Milios, der sich als Marxist bezeichnet, hatte also reichlich Gelegenheit, Deutschland zu analysieren – jenes mächtige Land, dessen konservative Regierung den Griechen gegenwärtig am unnachgiebigsten schmerzhafte Reformen abfordert. Er, der überzeugte Linke, hegt deshalb keinen Groll. Aber er erinnert oft daran, dass auch Deutschland einmal auf die Hilfe und die Großmut anderer Länder angewiesen war. 1953 leitet das Londoner Schuldenabkommen einen radikalen Schuldenerlass für das kriegszerstörte Deutschland ein.
„Griechenland gehörte zu den Staaten, die diesen Schuldenschnitt mit Deutschland vereinbarten“, sagt Milios. „Er hat dazu beigetragen, dass in Deutschland das Wirtschaftswunder stattfinden konnte.“ Für viele Griechen habe das symbolische Bedeutung.
Giannis Milios hat Parteichef Tsipras auch schon zu Bundesfinanzminister Schäuble begleitet. Anfang Januar warb der wirtschaftspolitische Sprecher der Partei erneut in Berlin für Syrizas Position.
Als Wissenschaftler hat Milios mit anderen Syriza-Kollegen schon einen konkreten Vorschlag (PDF) vorgelegt, um Europa zu entschulden: Die Europäische Zentralbank soll temporär einspringen, um den Staaten Zeit für Wachstum und Schuldenabbau zu geben.
Die Grundidee hat er bei dem Genfer Starökonomen Charles Wyplosz geborgt, das Modell aber so angepasst, dass Griechenland mehr davon hätte: Statt einer Halbierung der Schulden soll die EZB den Überhang von mehr als 60 Prozent des Bruttoinlandsprodukts übernehmen – die im Maastrichter Vertrag vorgesehene Obergrenze. Aber wer außer Syriza spricht heute noch von dieser 60-Prozent-Grenze?

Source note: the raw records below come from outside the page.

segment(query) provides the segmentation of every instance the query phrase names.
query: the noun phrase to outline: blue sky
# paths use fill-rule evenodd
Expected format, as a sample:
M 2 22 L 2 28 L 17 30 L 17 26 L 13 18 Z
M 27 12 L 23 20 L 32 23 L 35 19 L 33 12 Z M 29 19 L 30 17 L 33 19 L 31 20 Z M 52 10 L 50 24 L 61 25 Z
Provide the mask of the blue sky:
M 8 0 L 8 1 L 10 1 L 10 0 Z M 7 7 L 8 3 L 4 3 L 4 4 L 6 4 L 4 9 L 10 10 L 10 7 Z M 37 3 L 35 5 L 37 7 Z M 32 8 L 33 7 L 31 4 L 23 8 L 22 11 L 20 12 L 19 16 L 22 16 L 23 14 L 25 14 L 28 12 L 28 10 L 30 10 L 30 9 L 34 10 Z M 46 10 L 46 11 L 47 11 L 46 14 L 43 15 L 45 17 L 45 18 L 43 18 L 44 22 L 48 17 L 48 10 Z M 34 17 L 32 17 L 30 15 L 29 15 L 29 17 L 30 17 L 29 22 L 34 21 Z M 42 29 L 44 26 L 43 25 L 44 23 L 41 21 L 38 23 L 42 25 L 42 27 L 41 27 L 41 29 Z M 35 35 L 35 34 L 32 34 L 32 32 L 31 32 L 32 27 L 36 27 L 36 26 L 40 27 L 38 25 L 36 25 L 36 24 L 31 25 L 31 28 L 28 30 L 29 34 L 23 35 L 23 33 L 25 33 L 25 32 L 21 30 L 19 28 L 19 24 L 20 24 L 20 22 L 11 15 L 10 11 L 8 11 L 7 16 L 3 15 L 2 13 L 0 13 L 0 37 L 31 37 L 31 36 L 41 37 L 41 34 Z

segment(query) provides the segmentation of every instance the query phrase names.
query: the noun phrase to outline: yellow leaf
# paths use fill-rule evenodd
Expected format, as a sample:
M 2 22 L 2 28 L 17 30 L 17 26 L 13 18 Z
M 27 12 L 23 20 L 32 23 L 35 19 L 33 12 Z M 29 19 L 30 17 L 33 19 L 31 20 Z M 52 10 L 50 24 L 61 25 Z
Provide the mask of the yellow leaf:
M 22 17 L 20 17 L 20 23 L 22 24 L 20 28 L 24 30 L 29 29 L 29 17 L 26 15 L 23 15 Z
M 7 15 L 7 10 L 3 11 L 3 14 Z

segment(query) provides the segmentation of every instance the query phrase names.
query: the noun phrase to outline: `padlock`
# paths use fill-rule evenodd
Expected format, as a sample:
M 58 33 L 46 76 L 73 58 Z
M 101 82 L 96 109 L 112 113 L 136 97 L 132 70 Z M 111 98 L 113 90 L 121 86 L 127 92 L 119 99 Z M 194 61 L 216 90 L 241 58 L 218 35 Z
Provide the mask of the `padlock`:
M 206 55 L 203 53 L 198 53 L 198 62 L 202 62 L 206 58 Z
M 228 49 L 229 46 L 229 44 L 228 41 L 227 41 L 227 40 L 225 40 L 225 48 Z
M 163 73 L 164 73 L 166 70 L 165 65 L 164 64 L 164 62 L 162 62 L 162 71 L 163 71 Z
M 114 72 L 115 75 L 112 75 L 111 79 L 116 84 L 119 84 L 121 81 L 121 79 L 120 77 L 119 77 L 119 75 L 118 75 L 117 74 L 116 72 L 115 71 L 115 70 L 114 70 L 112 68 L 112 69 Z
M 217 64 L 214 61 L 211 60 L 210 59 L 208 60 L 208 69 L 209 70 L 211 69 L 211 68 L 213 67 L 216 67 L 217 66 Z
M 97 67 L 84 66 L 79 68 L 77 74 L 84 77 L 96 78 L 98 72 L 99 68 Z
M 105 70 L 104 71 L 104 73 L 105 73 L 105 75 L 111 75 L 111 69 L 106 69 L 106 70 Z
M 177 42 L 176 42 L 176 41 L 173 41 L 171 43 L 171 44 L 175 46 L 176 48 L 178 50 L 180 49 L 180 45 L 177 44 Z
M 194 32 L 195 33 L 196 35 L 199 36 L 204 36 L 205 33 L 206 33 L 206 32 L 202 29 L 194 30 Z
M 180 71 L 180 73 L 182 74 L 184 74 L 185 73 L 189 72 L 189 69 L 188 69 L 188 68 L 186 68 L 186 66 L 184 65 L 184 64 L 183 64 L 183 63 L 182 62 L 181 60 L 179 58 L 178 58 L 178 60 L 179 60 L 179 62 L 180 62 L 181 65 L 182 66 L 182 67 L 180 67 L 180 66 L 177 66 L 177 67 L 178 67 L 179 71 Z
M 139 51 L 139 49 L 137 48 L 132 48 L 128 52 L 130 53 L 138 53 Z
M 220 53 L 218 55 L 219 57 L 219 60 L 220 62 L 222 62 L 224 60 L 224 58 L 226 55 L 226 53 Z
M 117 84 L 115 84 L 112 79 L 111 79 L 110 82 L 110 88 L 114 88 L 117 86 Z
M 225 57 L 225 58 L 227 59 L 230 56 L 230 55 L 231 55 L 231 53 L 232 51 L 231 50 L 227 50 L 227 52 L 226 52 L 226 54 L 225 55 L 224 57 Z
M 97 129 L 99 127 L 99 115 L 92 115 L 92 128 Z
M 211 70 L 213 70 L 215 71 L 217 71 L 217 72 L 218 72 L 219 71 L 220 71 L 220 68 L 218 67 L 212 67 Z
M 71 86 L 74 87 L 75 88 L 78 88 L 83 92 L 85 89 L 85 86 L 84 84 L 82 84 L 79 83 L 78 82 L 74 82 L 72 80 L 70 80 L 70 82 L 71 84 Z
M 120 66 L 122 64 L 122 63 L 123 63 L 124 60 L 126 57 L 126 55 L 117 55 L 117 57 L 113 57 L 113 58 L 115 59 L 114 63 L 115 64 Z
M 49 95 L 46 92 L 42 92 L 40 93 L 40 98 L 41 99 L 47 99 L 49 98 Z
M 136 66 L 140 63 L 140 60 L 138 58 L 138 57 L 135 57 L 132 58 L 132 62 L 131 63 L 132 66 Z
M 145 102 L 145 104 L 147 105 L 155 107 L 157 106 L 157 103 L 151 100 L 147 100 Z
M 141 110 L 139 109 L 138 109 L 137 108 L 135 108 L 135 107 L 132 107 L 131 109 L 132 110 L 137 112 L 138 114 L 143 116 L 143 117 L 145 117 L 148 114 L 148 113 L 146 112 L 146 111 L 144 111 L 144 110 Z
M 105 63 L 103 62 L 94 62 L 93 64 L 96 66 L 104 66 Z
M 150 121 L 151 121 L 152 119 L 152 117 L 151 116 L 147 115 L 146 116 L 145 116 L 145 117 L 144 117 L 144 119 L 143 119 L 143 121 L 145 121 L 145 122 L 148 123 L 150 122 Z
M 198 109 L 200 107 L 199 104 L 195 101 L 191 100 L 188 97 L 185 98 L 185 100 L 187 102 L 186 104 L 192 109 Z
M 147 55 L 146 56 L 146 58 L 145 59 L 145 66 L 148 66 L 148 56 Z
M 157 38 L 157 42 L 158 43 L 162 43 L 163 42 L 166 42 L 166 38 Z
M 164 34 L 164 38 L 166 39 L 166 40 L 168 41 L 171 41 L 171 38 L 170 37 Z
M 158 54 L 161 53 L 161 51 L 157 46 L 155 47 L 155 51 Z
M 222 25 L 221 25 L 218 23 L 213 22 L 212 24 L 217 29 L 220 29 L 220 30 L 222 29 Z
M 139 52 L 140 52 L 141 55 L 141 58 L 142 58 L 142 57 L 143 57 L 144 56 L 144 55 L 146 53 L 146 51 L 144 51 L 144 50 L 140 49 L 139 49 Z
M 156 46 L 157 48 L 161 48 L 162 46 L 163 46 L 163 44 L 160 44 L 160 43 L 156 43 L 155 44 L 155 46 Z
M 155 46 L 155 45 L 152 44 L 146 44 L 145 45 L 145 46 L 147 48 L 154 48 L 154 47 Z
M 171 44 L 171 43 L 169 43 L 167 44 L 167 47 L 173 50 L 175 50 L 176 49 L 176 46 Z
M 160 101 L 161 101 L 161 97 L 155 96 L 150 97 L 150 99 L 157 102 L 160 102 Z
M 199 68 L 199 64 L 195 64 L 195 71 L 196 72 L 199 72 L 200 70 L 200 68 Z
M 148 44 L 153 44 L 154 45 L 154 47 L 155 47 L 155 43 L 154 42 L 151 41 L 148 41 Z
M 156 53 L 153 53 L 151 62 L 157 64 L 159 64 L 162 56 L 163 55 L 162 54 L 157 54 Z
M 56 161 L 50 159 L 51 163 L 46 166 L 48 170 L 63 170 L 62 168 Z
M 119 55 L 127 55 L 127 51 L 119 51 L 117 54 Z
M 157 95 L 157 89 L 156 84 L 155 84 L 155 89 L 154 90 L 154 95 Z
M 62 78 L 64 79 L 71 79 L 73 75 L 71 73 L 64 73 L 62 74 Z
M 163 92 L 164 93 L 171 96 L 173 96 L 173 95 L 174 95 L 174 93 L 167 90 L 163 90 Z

man kann nur hoffen, das nicht die Hoffart lenkt. Sondern Vernunft auf Lebenszeit …
Hallo
bezüglich des geforderten Schuldenschnitts sollte A.Tsipras und Giannis Milios einfach mal folgende Fakten zur Kenntnis nehmen:
„Griechenland muss die Hilfskredite aus dem ersten Rettungspaket ohnehin erst zwischen den Jahren 2020 und 2041 abzahlen, die Zinsen wurden bereits deutlich gesenkt. Beim zweiten Griechenland-Paket muss Athen erst zwischen 2023 und 2057 Kredite tilgen, Zinszahlungen wurden 2012 um zehn Jahre aufgeschoben. Im Grunde wird Athen also jetzt schon entlastet“
außerdem wurden ja in einem ersten schuldenschnitt über 100 Milliarden erlassen !!!!
Interessanterweise ist in der Nachricht von Premier Tsipras an die Deutschen oft von der Würde des griechischen Volkes die Rede, die sehr gelitten hat. Wer die Griechen kennen und lieben gelernt hat, weiß, dass dies der Schlüssel zum Verständnis der gegenwärtigen politischen Entwicklung ist. Die Mehrzahl der Deutschen ist gut beraten, sich nicht zu Lehrern und Richtern zu erheben, anstatt den Menschen in Griechenland die Hand zu reichen und ihnen auf Augen- und Herzensebene zu begegnen. Diese wahnsinnigen Schuldenbeträge, unter denen sich niemand mehr etwas vorstellen kann, sind nur Zahlen, die als Machtmittel eingesetzt werden. Wir vergessen so leicht, dass wir alle eines Tages mit leeren Taschen gehen werden.
Ja, Anadi, das sehe ich genau so!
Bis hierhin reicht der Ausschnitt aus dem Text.